My first NBA power rankings go live next week, and I had a dilemma: What even are the Boston Celtics?

The Celtics bet big on Kyrie Irving, then lost him for nothing to the Nets in free agency. To make matters worse, Boston also lost Al Horford – to the Sixers of all teams – and had the gall to replace him with Enes Kanter. Horford did everything for Boston, from anchoring its defense and shutting down Giannis Antetokounmpo, to manufacturing offense with his court vision and screen-setting. The Celtics’ grand plan to replace him might be second-year big man Robert Williams, but is he ready to make the leap they need? Only time will tell.

The Kemba Walker signing was a smart one. Walker is the next-best point guard in the conference behind Irving, and his heart on the floor compensates for his lack of size. But this Boston team isn’t a legitimate contender in the East, right?
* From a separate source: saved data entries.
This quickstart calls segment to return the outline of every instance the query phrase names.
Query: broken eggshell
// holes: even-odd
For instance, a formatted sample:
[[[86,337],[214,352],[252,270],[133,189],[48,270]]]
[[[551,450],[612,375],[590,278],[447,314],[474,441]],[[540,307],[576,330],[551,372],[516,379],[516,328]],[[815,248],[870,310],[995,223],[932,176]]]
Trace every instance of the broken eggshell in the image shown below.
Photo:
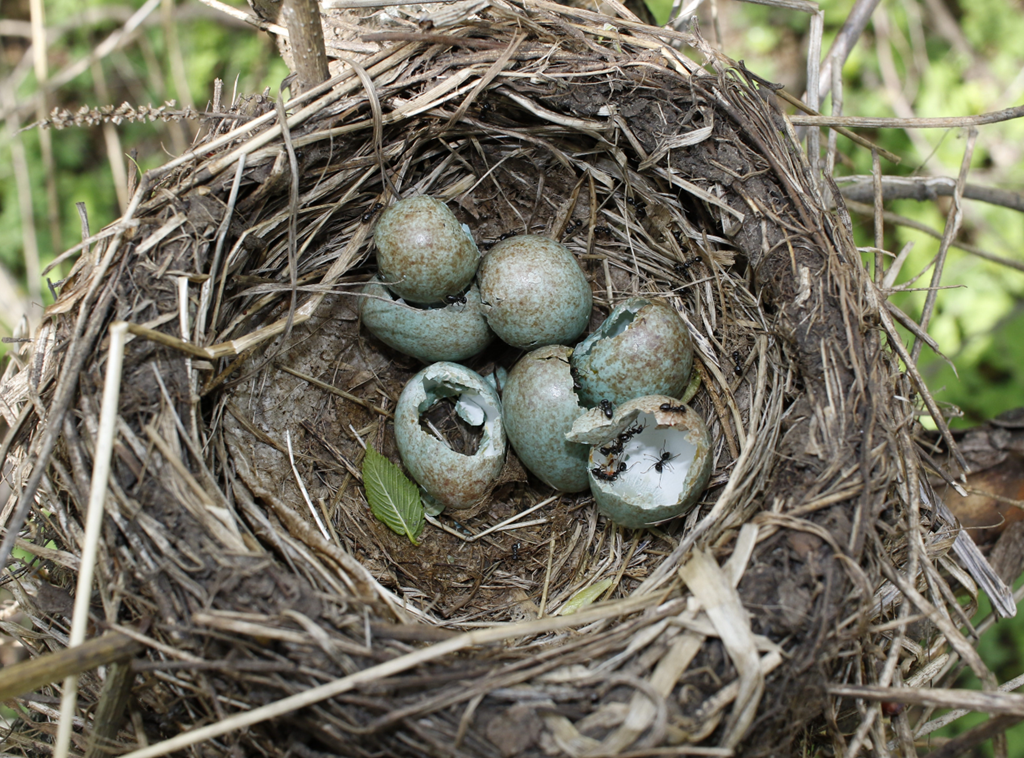
[[[487,323],[513,347],[572,342],[590,321],[587,277],[568,248],[548,237],[499,242],[484,256],[477,282]]]
[[[411,306],[396,300],[376,277],[363,288],[359,316],[385,345],[424,363],[461,361],[476,355],[494,339],[480,310],[474,284],[465,302],[444,307]]]
[[[686,322],[660,298],[633,297],[619,303],[572,357],[579,396],[592,407],[616,405],[644,395],[682,394],[693,366],[693,341]]]
[[[476,452],[456,452],[420,425],[420,417],[444,398],[470,426],[482,427]],[[395,407],[398,454],[412,478],[448,508],[469,508],[486,497],[505,463],[501,401],[475,371],[442,361],[409,380]]]
[[[688,513],[711,478],[711,435],[693,409],[649,395],[581,416],[566,435],[592,445],[588,475],[598,510],[631,529]]]
[[[411,303],[443,303],[469,286],[480,251],[440,200],[419,195],[386,209],[373,230],[377,268],[388,289]]]
[[[523,465],[545,484],[563,492],[589,486],[590,448],[565,438],[584,413],[569,372],[572,348],[547,345],[523,356],[502,395],[505,432]]]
How am I supposed to rank them?

Here’s what we know: The East is a two-team race to the NBA finals between the Milwaukee Bucks and Philadelphia 76ers. Inserting another team into the championship race is negligence.
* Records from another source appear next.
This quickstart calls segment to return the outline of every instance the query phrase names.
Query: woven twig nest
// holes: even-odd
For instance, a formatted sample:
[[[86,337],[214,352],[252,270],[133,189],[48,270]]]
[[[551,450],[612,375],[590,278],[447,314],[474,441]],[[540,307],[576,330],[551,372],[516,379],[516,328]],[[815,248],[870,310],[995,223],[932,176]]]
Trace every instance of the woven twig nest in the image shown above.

But where do the Celtics fall in line after that?

There’s Indiana, which lost Bojan Bogdanovic, Thaddeus Young and Darren Collison, but signed Malcolm Brogdon and Jeremy Lamb, and also traded for T.J. Warren. The Pacers will stay afloat until Victor Oladipo returns. That makes them about as dangerous as it gets, especially if Indiana finds a way to help Myles Turner and Domantas Sabonis coexist.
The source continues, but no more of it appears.